§ CAPTAIN NOLAN
asked Mr. Attorney General, If his attention has been called to the difference in the interpretation of the Election Laws, in regard to the seating of minority candidates, between the English and the Irish Courts of Common Pleas, as shown by the late decision in the Launceston case and the decision in the County Galway Petition of 1872; and, if the Government intend to introduce a declaratory measure which would render the future working of the Law on this point uniform in the two countries?
THE ATTORNEY GENERAL
Sir, the hon. and gallant Member, in the Questions which he has put to me, has assumed that the Court of Common Pleas in England has given an interpretation to the Election Laws, so far as they affect the seating of minority candidates, different from the interpretation given to the same Laws by the Court of Common Pleas in Ireland. This may, or may not, be the case.
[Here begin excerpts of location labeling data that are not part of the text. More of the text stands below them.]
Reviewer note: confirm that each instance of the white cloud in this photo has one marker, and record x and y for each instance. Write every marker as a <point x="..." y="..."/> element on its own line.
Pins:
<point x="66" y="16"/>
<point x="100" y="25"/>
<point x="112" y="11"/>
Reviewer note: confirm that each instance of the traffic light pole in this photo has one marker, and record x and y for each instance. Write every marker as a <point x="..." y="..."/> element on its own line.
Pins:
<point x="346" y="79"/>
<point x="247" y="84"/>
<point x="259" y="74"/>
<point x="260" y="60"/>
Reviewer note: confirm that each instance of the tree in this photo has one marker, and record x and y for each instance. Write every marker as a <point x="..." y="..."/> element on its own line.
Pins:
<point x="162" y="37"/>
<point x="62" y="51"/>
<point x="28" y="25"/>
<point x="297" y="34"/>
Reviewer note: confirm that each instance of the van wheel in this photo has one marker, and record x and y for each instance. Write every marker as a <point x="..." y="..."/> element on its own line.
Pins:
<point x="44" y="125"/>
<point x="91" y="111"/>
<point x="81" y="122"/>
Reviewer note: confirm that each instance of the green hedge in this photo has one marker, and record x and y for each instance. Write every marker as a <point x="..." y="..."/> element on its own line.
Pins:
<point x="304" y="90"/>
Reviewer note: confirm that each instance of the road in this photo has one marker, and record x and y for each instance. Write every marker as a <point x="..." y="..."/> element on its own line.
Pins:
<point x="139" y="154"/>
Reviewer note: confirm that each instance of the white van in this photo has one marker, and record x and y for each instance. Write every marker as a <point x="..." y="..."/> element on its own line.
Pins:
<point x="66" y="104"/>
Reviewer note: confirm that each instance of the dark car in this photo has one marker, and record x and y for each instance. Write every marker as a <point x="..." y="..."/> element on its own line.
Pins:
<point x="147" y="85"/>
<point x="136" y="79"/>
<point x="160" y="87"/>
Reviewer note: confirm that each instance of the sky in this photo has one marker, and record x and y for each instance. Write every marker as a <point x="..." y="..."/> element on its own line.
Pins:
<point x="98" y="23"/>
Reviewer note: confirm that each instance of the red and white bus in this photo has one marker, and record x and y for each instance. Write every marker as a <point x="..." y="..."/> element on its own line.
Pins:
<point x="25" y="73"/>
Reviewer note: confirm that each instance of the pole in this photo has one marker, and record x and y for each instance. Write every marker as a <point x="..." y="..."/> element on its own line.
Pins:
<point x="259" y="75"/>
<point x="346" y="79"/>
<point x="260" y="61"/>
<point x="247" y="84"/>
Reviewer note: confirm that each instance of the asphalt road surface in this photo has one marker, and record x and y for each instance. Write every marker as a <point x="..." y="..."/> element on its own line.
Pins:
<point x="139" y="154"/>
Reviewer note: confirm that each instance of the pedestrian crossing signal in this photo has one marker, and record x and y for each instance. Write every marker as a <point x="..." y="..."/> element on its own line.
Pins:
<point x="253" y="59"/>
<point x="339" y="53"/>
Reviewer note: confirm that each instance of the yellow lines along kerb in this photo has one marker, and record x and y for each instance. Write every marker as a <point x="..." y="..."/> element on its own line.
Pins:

The House is in possession of the reasons assigned by 423 the Judges of the Irish Court for the decision arrived at by them in 1872, with respect to the Galway County Election; but the House is not in possession of the reasons assigned by the Judges of the English Court for their decision on Tuesday in the Launceston case. An Order was made yesterday, and I believe at the instance of the hon. and gallant Member, that a Copy of the Judgment of the English Judges should be laid upon the Table of the House. I am not myself in possession of any further information on the subject than is possessed by other hon. Members. When the House is in possession of that further information which has been so ordered to be afforded to us, we shall be in a position to determine whether any difference exists between the views entertained by the two Courts, and, if there is any difference, what is its nature and extent. Under these circumstances, the hon. and gallant Member will, I think, see that I am unable at present to give any further answer to his Questions.